'It was kind of conservative,' said Miuccia Prada of her latest menswear collection, 'because I thought that was the only new thing possible.' It is a testament to the designer's skillful and relentless boundary pushing that such a deliberately contrary declaration was met with sage nodding backstage. For this is the label that sets the agenda at Milan Fashion Week if Prada says that classic clothes with a whiff of the early seventies and a sombre colour palette are modern, her track record indicates that she will be proven right.
The deliberate awkwardness which defines the brand was evident as soon as guests arrived at the show on Sunday night. The catwalk set featured a cobalt-coloured ankle deep swimming pool with a brown carpet at the water's edge. Carpets and swimming pools aren't a natural pairing but in the hands of Prada the set looked sleek.

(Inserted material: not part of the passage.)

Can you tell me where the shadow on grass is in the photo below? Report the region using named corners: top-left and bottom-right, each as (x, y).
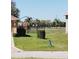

If guests were expecting the Prada pool to feature hunks in trunks they were in for a disappointment as the brand sent out a collection heavy on car coats, denim and shrunken knitwear. 'The pool is a classic for summer' said Mrs Prada backstage 'it was a joke and an irony on what was classic.'
The clothes themselves were what could be termed sombre occasion wear. The sort of clothes that feature in old family photographs with curved corner edges from the late 1960s and and early 1970s. Brown car coats, moss green trousers, neither skinny nor wide which stopped at the ankle, shrunken V-neck jumpers, buttoned up blue shirts and no ties. The colour palette of Wes Anderson's film costumes and charity shop silhouettes, as worn by that family friend in that old photograph with the side-parted, slicked hair.
But to dismiss this as a retro collection which could be aped with charity shop bargains is to miss the point. It wasn't about recreating a fashion trend from a bygone era, it was about taking classic and familiar clothing products, injecting a touch of haute awkwardness and making clothes which don't ordinarily have a desirable status, desirable.
Take the chunky visible parallel stitching on the pockets and trousers seams which were reminiscent of cut-out paper doll's wardrobes. Some featured real pockets, some merely meant to look like pockets - the 'stitches' were actually embroidery. Stitching isn't usually seen as desirable but nothing is obvious when it comes to Prada.
This was a collection which provided a wide-angled view of the Prada brand - its lack of rules, its agenda setting, its international scope and its focus on defining moods not throwaway trends. Sunday's catwalk also featured womenswear - buttoned through dresses and heeled loafers. It is a tactic increasingly used by designers to showcase their in-between, resort collections which make up the bulk of a brand's sales. But backstage, Prada dismissed the notion that the womenswear amounted to a resort collection saying, 'I don't like resort.' Indeed; the designer is not one for rules. Nor is she a designer who is constrained by seasons - coats were often paired with sandals and bare feet. A styling move which showed scant regard for practicalities and even seasons. But when you consider that Prada is an international brand selling to various climates at the same time it makes sense. Besides, coats and boots doesn't look half as modern.